The Sunday Column promised an item this week on the college basketball career of Craig Kilborn, but Yours Truly ran into a snag: No one was answering the phone Thursday and Friday in the Montana State sports information department. So I’m going to put Kilborn on hold for a while and address an equally burning issue: How good a quarterback was Rick Arrington, Jill Arrington’s father?
My findings: The sideline siren’s dad played three seasons for the Philadelphia Eagles (1970-72) after graduating from Tulsa. In 17 games, he completed 47.5 percent of his 204 passes for 950 yards and three touchdowns, with nine interceptions.
He spent most of his time backing up Norm Snead and Pete Liske, though he did start a handful of games. His biggest day came in his rookie year, when he hit 16 of 30 passes for 134 yards and a TD in a 35-20 loss to the Cardinals. Later that season, he had a front-row seat when the Steelers’ Frenchy Fuqua — he of the platform shoes with water-filled heels and live goldfish — rushed for 218 yards against the Eagles.
Little-known fact: Arrington and Steve Spurrier appeared in the same game on Oct.3, 1971. Arrington was 5-for-6 for 56 yards and the Ball Coach 1-for-2 for 46 yards as the 49ers flogged Philly 31-3.
So I’m reading about this 30,000-square-foot mansion Dan Snyder is refurbishing in Potomac, and I’m thinking: Why the heck didn’t he hold training camp there? Plenty of room for everybody.
FYI: A football field (100 yards by 53⅓ yards) is 48,000 square feet.
The Raiders just won $34.2million in damages from Oakland Coliseum officials — not nearly what they were hoping for but a considerable chunk of change nonetheless.
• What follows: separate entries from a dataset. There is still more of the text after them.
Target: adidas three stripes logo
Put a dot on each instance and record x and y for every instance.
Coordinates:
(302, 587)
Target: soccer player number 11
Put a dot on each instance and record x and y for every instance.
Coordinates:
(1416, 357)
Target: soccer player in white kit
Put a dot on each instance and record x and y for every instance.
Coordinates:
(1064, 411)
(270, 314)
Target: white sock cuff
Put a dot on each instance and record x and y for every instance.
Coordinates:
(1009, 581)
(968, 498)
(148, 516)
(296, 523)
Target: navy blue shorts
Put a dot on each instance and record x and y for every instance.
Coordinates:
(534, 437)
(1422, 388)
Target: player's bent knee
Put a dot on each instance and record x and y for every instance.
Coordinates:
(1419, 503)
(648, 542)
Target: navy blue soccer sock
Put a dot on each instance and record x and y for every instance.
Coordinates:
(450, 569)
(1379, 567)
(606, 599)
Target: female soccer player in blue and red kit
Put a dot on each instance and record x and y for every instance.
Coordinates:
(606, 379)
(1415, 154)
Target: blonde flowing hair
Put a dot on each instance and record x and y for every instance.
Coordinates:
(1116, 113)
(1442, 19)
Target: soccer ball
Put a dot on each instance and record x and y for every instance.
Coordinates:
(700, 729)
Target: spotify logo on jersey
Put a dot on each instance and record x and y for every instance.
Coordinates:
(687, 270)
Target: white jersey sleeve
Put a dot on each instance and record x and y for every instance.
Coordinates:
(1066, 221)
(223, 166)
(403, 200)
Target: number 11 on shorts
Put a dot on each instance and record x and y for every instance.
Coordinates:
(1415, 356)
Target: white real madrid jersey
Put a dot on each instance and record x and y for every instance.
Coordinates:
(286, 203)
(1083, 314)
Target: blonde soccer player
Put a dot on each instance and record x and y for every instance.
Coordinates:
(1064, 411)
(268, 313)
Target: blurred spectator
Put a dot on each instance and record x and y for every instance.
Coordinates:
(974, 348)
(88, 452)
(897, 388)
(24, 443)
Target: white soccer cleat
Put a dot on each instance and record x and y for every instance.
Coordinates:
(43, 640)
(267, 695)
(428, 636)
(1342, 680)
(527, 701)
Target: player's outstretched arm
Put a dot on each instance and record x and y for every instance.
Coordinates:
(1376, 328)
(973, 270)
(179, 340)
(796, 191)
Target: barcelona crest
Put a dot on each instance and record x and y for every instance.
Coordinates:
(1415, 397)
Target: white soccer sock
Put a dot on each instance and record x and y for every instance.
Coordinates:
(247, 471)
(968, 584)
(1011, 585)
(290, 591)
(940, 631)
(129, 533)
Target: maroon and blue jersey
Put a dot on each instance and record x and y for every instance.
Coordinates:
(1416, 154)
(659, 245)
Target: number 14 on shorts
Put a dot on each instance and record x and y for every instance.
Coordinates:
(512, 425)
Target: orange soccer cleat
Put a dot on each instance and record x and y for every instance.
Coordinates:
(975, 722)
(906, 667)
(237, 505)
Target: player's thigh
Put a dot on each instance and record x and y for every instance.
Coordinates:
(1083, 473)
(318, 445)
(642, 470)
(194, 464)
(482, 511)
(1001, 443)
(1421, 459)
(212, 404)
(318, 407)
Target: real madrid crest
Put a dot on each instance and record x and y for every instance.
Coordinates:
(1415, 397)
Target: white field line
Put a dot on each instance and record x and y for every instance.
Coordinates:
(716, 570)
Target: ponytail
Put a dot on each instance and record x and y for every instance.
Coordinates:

Consider:
“American Wedding” took in $34.2million in its opening weekend, making it No.1 at the box office.
President Bush recently raised $34.2million for his re-election campaign during a six-week tour.
Northrup Grumman was awarded a $34.2million contract late last year to design a new radar antenna for the B-2 stealth bomber.
New York City is expected to receive about $34.2million from the Department of Homeland Security for the fight against terrorism.
Canada is contributing $34.2million in humanitarian assistance to the people of Southern Africa.
Words of wisdom from Tampa Bay Bucs general manager Rich McKay (as quoted by the Los Angeles Times): “You don’t want to bet on winning a Super Bowl. Because when you bet on winning a Super Bowl, I can assure you that you will lose. And when you lose, the consequences will be that you won’t even be allowed to bet next year, because you’ll have to dismantle and take some players out of the equation. You have to have a view toward long-term.”
My Virginia Tech source says he just sold two of his tickets to the Miami game on EBay for “a cool $265” apiece.
“Two tickets for [Texas] A&M are now going for $270,” he reports. “[Another] Miami pair is up to $335. … Ah, the joy of free enterprise.”
Answers to trivia question: 1. Tucson Open; 2. John Deere Classic; 3. Buick Open; 4. Southern Open.
And finally, John McEnroe apparently isn’t a big fan of our NBA team. He was on David Letterman’s show the other night talking about Michael Jordan’s retirement, and he referred to Abe Pollin’s hoopsters as “the Bullets … or the Wizards or whatever they call them. … They stink,” he said, as the audience howled.